In the first Bimini, The Romance, it took me awhile (and a lot of tweaks to the character) to fall in love with John but by the time I finished, I was as over the moon for him as Laurel was. He epitomized the stead-fast, ever conservative male who loved deeply but wasn't sure how to show it and so his methods in expressing that love left a lot to desired. He was a little repressed in a cute way and even a little up tight so that when we finally get a chance to see him let his proverbial hair down, not only is it endearing but it's sexy too.
While writing the sequel, falling in love with this new leading male has been instantaneous. He's so opposite end of the spectrum from John with his passion and his humor that almost before I had his character fully outlined, I was in love. He's a man I think most women would be attracted to. He's a mixed bag.... part bad boy, part wounded dove, part instinctual protector and caretaker. Where John was just a little out of his element, this new guy IS the element.
In my first blog on this site, I talked about patterning my characters off of people that I've known or know. I think it's important to note that even though you're patterning your characters after someone, it doesn't mean that they ARE that person. Your patterns should be just that... a pattern. You take certain parts from those people and sometimes, parts from others as well and you mix them and shape them into what your readers should see as a man they could easily become entangled with. So, where I had a little trouble in the beginning of the first book seeing myself with John, I've had no trouble emotionally entangling myself with this new character from the get-go. He's more my kinda guy, I guess.
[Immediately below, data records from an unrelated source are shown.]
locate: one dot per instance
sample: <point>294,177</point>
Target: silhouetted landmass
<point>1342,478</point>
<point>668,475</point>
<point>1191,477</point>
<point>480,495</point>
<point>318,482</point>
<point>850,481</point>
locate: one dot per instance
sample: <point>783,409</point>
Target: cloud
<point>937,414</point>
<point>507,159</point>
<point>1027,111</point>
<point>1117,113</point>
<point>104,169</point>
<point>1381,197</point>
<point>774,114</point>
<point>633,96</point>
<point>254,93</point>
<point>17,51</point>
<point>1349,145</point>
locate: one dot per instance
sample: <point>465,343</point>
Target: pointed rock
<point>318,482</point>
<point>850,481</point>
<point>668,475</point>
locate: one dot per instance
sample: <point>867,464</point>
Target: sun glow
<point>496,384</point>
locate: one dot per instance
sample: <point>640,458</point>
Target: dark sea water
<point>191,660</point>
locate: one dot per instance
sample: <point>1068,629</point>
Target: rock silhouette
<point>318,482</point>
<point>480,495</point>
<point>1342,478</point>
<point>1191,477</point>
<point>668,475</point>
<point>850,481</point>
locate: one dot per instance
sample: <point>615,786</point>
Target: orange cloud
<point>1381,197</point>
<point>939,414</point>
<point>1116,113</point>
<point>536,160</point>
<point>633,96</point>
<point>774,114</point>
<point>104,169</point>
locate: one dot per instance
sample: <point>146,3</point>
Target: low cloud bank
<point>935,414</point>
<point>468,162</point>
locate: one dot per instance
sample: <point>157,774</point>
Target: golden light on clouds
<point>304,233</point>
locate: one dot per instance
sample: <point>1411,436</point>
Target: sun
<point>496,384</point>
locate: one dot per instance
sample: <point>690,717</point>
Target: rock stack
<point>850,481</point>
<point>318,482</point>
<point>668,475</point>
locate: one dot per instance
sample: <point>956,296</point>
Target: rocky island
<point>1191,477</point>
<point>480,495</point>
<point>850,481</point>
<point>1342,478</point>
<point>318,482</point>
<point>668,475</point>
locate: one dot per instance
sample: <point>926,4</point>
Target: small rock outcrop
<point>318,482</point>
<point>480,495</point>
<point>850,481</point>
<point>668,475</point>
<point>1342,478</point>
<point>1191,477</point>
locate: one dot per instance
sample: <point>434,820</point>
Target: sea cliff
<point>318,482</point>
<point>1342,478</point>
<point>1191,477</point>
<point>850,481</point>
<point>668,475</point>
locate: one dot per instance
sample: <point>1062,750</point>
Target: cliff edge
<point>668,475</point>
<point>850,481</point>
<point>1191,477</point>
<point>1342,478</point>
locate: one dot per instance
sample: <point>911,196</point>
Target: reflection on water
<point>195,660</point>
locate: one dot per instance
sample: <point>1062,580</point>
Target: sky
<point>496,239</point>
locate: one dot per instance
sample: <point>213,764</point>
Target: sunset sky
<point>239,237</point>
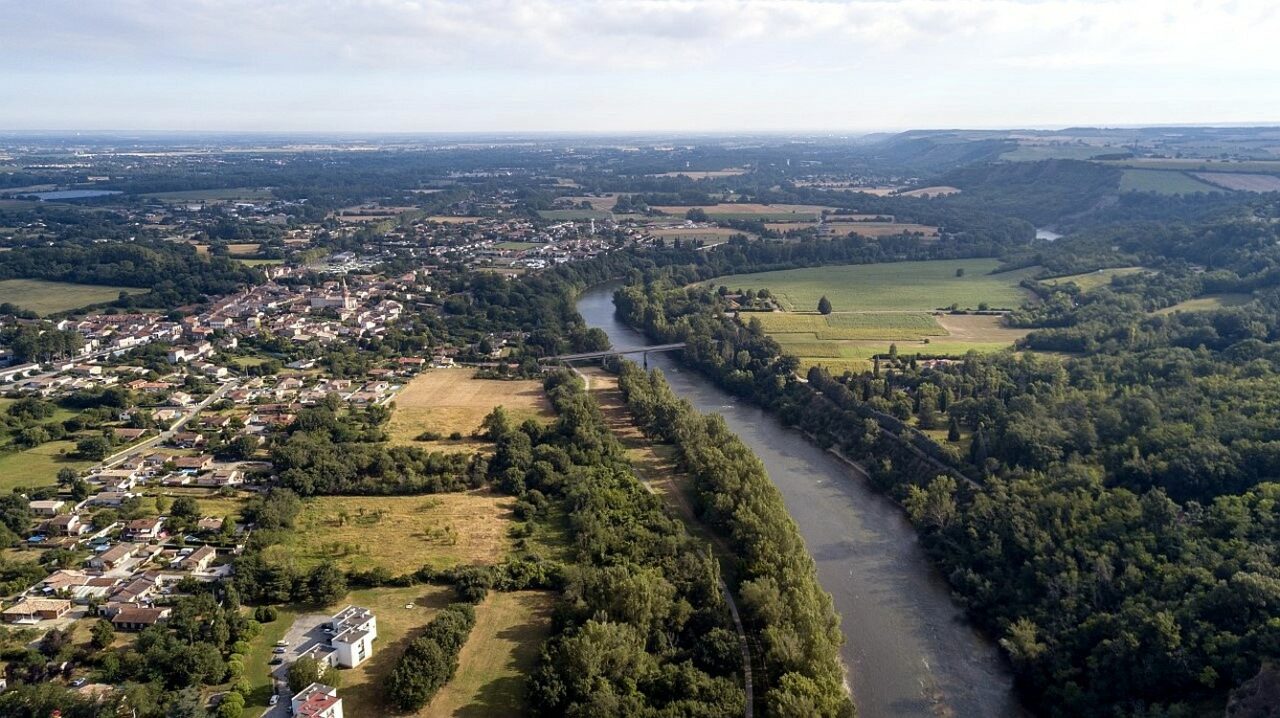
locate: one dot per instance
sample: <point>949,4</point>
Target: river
<point>908,649</point>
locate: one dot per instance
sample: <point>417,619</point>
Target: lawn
<point>37,466</point>
<point>1162,182</point>
<point>46,297</point>
<point>401,534</point>
<point>1208,302</point>
<point>449,399</point>
<point>888,287</point>
<point>1089,280</point>
<point>497,658</point>
<point>256,667</point>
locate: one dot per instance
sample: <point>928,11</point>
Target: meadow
<point>401,534</point>
<point>888,287</point>
<point>449,399</point>
<point>1162,182</point>
<point>48,297</point>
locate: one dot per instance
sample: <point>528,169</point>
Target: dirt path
<point>656,467</point>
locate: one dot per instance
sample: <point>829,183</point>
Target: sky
<point>634,65</point>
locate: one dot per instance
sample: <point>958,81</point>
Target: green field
<point>858,325</point>
<point>211,195</point>
<point>888,287</point>
<point>1162,182</point>
<point>48,297</point>
<point>562,215</point>
<point>1091,280</point>
<point>37,466</point>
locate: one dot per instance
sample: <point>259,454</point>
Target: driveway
<point>306,631</point>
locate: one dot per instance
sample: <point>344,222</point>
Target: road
<point>168,433</point>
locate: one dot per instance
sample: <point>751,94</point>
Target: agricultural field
<point>48,297</point>
<point>1240,182</point>
<point>1210,302</point>
<point>888,287</point>
<point>711,174</point>
<point>849,325</point>
<point>37,466</point>
<point>401,534</point>
<point>497,658</point>
<point>750,211</point>
<point>1162,182</point>
<point>211,195</point>
<point>1091,280</point>
<point>1256,167</point>
<point>449,399</point>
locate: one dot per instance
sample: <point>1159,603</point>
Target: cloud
<point>647,62</point>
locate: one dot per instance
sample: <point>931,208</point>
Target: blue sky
<point>612,65</point>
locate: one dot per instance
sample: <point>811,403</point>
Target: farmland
<point>48,297</point>
<point>890,287</point>
<point>37,466</point>
<point>882,305</point>
<point>449,399</point>
<point>1162,182</point>
<point>401,534</point>
<point>498,655</point>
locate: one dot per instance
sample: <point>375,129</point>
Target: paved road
<point>168,433</point>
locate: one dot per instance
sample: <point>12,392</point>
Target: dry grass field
<point>401,534</point>
<point>449,399</point>
<point>1240,182</point>
<point>497,658</point>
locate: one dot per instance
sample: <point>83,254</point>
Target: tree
<point>101,634</point>
<point>304,672</point>
<point>94,448</point>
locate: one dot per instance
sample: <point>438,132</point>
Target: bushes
<point>432,659</point>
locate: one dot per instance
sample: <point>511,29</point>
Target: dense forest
<point>1110,516</point>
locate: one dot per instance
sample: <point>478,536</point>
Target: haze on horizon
<point>625,65</point>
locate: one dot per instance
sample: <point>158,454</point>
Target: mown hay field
<point>888,287</point>
<point>449,399</point>
<point>48,297</point>
<point>401,534</point>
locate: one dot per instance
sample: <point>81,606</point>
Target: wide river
<point>908,649</point>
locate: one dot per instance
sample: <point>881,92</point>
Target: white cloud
<point>908,55</point>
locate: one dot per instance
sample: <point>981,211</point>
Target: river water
<point>908,649</point>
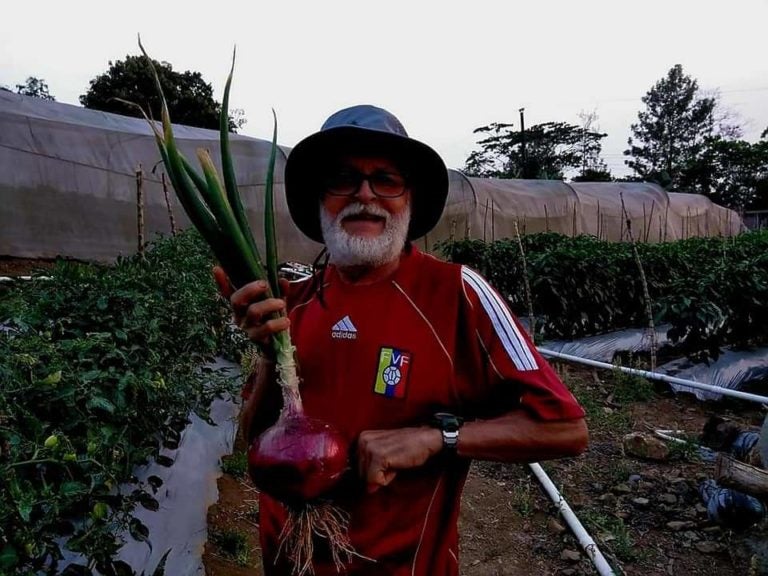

Easy on the eyes, good to the core and has a love of life that matches my own with a little bit of a hot temper that puts the right spin on his passionate nature.
Someone once told me that it's not good for writers to become emotionally involved with their characters because it makes the process of ending the book difficult or Heaven forbid, killing them off should a later story line call for that. "Emotional investment," they said, "is for the reader."
I don't remember who it was, but I do remember disagreeing then and I still disagree to this day. If you can't fall hopelessly in love with your characters as you're creating them, then how can you expect your readers to?